September 2013 Review

September usually goes by in a flash.

Swimming after work is now part of the routine. I'd been thinking about doing that for a while, but it took the insomnia thing to kick me into it. My swimming has rapidly improved, and I aim for fifteen minutes of fairly serious exertion, rather than long marathons. I graduated to proper dead-lifts on the Big Wheels, and am now at 3x10x60 kgs. Stop sniggering: you don't have my curved lower spine, which means I have to be super-careful about style, and need I remind you, you're way younger than me. Pull-ups are still a sticking-point: I'm doing more reps, but at levels of support that are truly embarrassing.

Sometimes the little things make a difference. I replaced the XL tee-shirts I've been wearing for years under my blue office shirts with some L Autographs from M&S, and though those hug my abs in a non-flattering way, my office shirts now fit a lot better.

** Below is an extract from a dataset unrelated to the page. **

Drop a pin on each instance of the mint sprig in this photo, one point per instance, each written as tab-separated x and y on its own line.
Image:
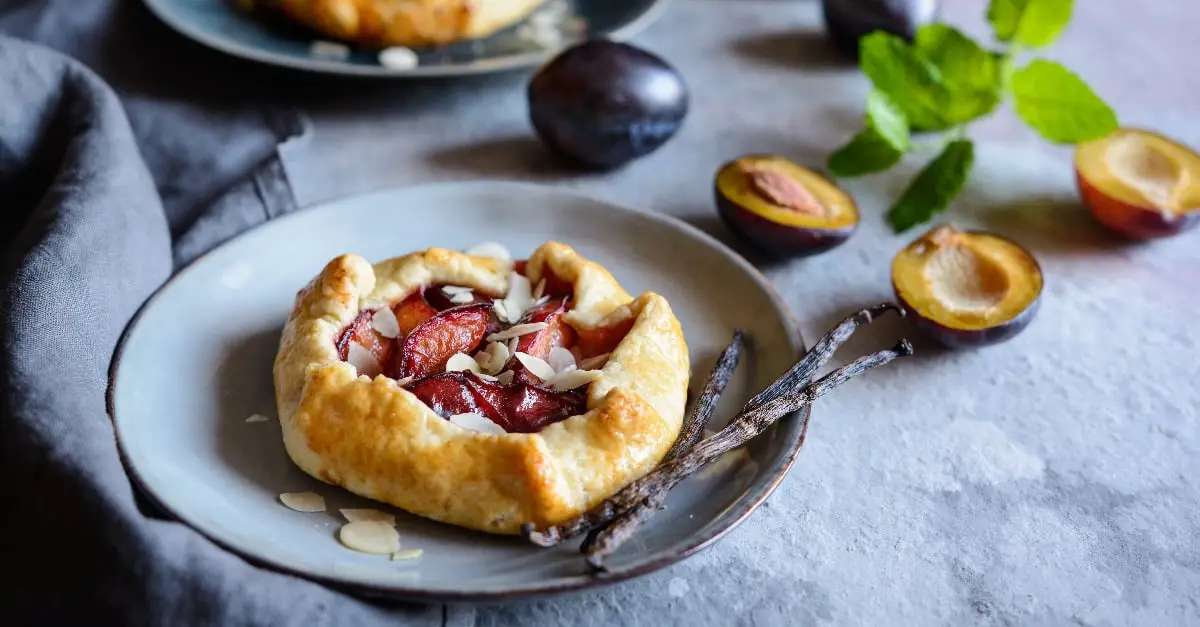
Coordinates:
943	81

One lunchtime I went down to Byron near Spitalfields Market and ordered a Classic-no-onions to take away, and haven't looked back. One big dose of cow at half-one or so sets me up for the rest of the day. I don't feel drowsy at 15:00 and I don't feel sugar-crashed at 16:30 either. It's not the cheapest lunch, but what use is a snack that sends me to sleep and bounces my blood-sugar?

Sis and I had supper at Marco Pierre White's Steak and Alehouse on Middlesex Street, which is not as expensive as you might think and a solid meal, and was given a little drama by the Central Line halting for long enough to make me think that catching a bus in the rain at Holborn would be a good idea, which lasted for as long as it took to find out on Tube Checker that the line was running again, and so I jumped off at the next stop and went back to Chancery Lane.
Taking Krauser's comment about not listening to "Woe is me my girl walked out I hate everybody" music, I started to put more instrumentals on the phone for travel-to-work music. Much though I like Seether's Holding On To Strings Better Left To Fray, it does have a negative emotional load I don't need. So as I write, I have Digweed's Structures 2, Bedrock and Live In London, Maya Jane Cole's Heaven, DJ Kicks and Comfort, Sasha's Airdrawndagger, Renaissance's The Mix Collection: The Tale of Us, and a bunch of post rock from Explosions in the Sky and Mogwai.

I saw Upstream Colour and Rush - I'm just less and less captivated by the movies at the moment; and I read a bunch of stuff, including Sandy Nairn's Art Theft, about recovering the Turners for the Tate, the first volume of Transmetropolitan (Back On The Streets)  and short studies on the history of Pop Art, Mark Rothko, Jasper Johns and Nan Goldin, as well as Fight Club, and Nick and Norah's Infinite Playlist ….. Nick and Norah is way better than the movie and it's genre as a "teen novel" suggests, and I was struck by how much the Manosphere makes more sense after I read Fight Club (the movies isn't quite enough).

The end of the month was Lisbon with side trips to Caiscas and Sintra. What can I say? Amazing food, Bar Baia and Urban Beach Friday night to Saturday morning, hanging out with the guys, dodging the rain, the Paula Rego museum and Atlantic waves in Caiscas, a Sunday morning stroll round the Botanical Gardens, and generally chilling in Barrio Alto cafes and squares while the rest of the gang slept off their hangovers. There are going to be a whole bunch of posts on it.

And I finally found a decent explanation of what a twisting sheaf is and why - props to Andreas Gathmann. So the slow crawl to Riemann-Roch just speeded up a lot.